Mit einem Schulterzucken folgte er der Aufforderung, sich diesbezüglich Katander zu betrachten. So richtig eindringlich wurde sein Blick jedoch nicht, um sich nicht möglicherweise etwas mit diesem zu verscherzen, was noch nicht einmal begonnen hatte. Immerhin verdankte er es Katander, dass er hier war, wie auch immer dieser Umstand zu bewerten war. Nein, Firas lächelte stattdessen lieber. Das war eine Weisheit von seiner Mutter. Schenke der Welt ein Lächeln und vielleicht hast du Glück und sie beachtet dich dann nicht weiter.
“Und ach, wir brauchen dringend jemanden, der kochen kann. Damit abends was auf dem Tisch steht, wenn ich heim komme.“ Firas konnte zwar ausgezeichnet gut essen, aber kochen? Gaius hatte das Katander erzählt und nur der kreisende Pleitegeier wusste warum er das getan hatte. Natürlich um ihn loszuwerden! Firas kratze sich am Kinn. Mit viel Glück konnte er Eier kochen, Fleisch auf einem Rost braten und er verstand sich auch auf deftiges Allerlei, das man in ein Brot stopfte, Soße drüber goss, nur um sich dann daran die Kiefergelenke auszuhebeln. Leibwächter klang da schon eindeutig besser, doch so recht spannend schien das Leben hier dann doch nicht zu werden, auch wenn die Aussicht auf ein nagelneues Bett recht vielversprechend klang. Nach dem Aufräumen und dem Kochen, hatte er dann gewiss viel Zeit, um dieses auch gebührend zu würdigen. Wenn dass kein Glück war!

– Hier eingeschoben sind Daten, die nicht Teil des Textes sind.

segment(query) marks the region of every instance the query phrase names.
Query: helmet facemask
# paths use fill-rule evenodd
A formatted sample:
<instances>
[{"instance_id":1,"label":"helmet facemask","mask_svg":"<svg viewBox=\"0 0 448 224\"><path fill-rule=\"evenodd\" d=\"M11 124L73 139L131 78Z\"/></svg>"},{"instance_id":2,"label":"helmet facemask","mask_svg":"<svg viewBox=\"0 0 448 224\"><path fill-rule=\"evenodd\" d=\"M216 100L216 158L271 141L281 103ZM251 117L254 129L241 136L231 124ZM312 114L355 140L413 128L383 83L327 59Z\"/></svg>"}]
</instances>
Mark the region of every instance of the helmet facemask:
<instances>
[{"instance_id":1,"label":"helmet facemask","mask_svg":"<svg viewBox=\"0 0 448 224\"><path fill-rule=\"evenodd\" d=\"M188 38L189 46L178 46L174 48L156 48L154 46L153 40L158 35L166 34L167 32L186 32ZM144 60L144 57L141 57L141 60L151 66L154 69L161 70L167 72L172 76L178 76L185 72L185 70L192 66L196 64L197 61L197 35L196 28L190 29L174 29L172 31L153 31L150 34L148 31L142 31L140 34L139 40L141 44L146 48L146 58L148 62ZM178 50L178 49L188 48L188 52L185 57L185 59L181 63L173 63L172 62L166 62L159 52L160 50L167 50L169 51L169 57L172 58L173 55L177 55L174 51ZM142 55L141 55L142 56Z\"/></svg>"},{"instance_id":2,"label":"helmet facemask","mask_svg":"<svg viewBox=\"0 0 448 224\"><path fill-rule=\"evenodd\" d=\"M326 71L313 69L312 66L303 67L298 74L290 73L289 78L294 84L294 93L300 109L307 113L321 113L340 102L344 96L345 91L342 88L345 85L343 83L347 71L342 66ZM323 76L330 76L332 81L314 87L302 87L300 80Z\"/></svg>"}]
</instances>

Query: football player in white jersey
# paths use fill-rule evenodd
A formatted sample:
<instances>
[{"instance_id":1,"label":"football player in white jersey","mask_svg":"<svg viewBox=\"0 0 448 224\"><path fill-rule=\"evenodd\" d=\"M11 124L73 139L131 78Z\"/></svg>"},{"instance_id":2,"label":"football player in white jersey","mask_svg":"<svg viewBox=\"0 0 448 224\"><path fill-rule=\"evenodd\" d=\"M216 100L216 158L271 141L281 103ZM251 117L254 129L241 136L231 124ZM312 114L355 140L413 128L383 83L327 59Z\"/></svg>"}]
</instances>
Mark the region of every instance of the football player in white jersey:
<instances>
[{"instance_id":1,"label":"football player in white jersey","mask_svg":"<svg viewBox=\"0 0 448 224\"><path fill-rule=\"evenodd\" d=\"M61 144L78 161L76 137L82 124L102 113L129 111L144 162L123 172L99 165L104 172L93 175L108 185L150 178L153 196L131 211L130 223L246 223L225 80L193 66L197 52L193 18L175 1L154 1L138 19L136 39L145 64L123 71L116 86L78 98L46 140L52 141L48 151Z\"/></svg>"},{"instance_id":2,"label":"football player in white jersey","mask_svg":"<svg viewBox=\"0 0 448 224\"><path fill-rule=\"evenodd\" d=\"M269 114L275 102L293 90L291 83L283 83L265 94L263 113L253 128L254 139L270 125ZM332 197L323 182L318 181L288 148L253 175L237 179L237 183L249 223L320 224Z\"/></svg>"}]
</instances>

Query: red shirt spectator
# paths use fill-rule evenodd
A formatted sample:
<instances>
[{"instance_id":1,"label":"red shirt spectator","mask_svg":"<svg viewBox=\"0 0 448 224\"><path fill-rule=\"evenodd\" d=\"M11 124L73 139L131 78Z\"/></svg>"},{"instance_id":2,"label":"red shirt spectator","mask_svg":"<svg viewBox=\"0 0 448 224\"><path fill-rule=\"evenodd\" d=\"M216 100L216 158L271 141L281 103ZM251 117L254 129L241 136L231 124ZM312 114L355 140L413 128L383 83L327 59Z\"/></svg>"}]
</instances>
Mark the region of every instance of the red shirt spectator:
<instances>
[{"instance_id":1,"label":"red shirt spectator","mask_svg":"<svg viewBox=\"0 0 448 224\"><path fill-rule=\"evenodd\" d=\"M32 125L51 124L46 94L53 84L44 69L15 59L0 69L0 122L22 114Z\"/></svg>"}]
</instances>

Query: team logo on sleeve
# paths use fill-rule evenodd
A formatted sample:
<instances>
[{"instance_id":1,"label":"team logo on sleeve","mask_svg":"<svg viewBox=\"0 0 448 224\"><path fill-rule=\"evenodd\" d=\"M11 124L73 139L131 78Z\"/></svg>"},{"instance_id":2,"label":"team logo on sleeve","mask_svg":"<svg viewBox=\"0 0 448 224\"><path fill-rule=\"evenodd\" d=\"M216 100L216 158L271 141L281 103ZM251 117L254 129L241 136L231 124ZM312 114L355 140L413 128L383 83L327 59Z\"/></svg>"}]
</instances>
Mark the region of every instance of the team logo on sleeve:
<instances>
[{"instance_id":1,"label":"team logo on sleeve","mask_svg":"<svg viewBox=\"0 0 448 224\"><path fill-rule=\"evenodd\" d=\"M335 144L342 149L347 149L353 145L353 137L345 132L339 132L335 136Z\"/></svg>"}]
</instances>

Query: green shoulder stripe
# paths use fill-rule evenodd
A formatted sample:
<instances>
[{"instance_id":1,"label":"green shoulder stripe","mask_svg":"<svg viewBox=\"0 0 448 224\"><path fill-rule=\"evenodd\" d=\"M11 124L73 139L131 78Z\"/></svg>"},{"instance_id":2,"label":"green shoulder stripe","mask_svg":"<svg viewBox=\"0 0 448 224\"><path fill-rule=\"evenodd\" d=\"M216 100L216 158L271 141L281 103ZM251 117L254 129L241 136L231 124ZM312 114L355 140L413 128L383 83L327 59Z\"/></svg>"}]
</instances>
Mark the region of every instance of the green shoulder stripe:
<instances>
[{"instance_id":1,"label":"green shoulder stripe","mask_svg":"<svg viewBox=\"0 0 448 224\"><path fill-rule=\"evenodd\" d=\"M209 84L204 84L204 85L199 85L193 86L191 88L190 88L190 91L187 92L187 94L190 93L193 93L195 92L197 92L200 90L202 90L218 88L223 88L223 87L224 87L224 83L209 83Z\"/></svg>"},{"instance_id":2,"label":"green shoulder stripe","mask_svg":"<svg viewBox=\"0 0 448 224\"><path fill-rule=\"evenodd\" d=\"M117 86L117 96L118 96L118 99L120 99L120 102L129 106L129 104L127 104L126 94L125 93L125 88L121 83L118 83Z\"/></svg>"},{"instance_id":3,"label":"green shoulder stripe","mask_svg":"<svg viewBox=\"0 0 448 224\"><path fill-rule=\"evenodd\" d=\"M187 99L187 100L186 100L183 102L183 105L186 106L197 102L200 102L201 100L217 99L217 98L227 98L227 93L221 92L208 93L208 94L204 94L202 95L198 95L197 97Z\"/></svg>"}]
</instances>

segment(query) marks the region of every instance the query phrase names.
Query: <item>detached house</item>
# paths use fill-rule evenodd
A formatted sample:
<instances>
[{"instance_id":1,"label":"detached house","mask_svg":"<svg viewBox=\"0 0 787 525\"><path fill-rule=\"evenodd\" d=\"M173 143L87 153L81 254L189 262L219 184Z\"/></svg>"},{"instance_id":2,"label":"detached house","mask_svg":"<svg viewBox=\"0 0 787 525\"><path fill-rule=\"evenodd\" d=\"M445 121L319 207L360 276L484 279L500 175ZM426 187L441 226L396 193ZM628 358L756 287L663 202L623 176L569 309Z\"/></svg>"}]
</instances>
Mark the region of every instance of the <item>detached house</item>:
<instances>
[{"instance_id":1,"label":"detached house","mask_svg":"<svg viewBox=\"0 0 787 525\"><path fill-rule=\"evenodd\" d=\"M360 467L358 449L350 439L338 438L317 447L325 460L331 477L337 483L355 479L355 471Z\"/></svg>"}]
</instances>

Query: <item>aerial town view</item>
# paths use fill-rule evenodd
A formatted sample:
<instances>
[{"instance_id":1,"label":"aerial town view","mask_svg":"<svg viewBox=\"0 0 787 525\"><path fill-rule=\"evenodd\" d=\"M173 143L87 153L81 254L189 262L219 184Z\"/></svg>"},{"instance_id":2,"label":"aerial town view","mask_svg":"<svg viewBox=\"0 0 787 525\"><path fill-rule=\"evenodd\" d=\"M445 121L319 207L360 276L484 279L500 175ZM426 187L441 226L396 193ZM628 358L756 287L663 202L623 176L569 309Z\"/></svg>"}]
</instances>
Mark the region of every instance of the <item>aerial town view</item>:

“Ja, das ist alles kein Problem,“ gab dann mit diesen Worten zwar eine feste, aber auch recht globale Antwort auf alles und schaute auf, als sein neuer Herr sich erhob und reckte. Auch ihn hielt es nicht mehr auf seinem Platz und er erhob sich ebenfalls. So ganz konnte er nicht glauben, dass das wirklich alles gewesen sein sollte. In ihm jedoch war schon längst der Entschluss gereift, sich redlich zu bemühen und sein Bestes zu geben. “So,“ sagte dann auch er und trat recht unschlüssig von einem Bein auf das Andere, um einen Tatendrang unter Kontrolle zu bringen, von dem er selber nicht wusste, in was er diesen einmünden lassen sollte. Schließlich patschte er die Hände zusammen, sah auf Katander, sah auf seinen neuen Herrn, und schaute sich weiter um. Sein Blick glitt über das Geländer, hinunter auf die Straße, und dann wieder am gegenüberliegenden Haus empor. “Nette Aussicht,“ sagte er mit einem beiläufig klingenden Tonfall und einem sympathie-heischenden Lächeln im Gesicht.